Het archief
Het archief is een bijzonder boek: het bestaat uit twee delen die elk een eigen thema en een eigen toon hebben en toch prima met elkaar verbonden blijven.
Arabesk
Het eerste deel is een stuk langer dan het tweede deel en gaat over de betrekking die de nog jonge Pierre Rosenau heeft bij het literaire tijdschrift Arabesk. Het treedt daarmee in het voetspoor van zijn vader die ook redactielid was, en wel in de tijd dat literaire tijdschriften nog in zwang waren.

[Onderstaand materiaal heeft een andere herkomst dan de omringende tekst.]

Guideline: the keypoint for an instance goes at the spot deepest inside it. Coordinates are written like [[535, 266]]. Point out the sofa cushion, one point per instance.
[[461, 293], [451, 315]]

Pierre ontfermt zich over de binnengekomen kopij en ordent die consciëntieus voor de andere redactieleden: ‘chef’ Koen, Bert en Lisa. We volgen in dit eerste deel het kwakkelende bestaan van het tijdschrift dat qua aantal abonnees in een neerwaartse spiraal zit. Koen is de grote motor die de beweging en vooral zijn eigen enthousiasme erin houdt. De anderen liften hier min of meer op mee, tot het genoeg is. Dit is al snel het geval met Bert die van de ene op de andere dag afhaakt. Aan het eind is het dit ook met Pierre die daarmee eindelijk toegeeft aan zijn twijfels over de zin van de hele onderneming en deze niet langer verbergt achter valse hoop en loyaliteit aan Bert.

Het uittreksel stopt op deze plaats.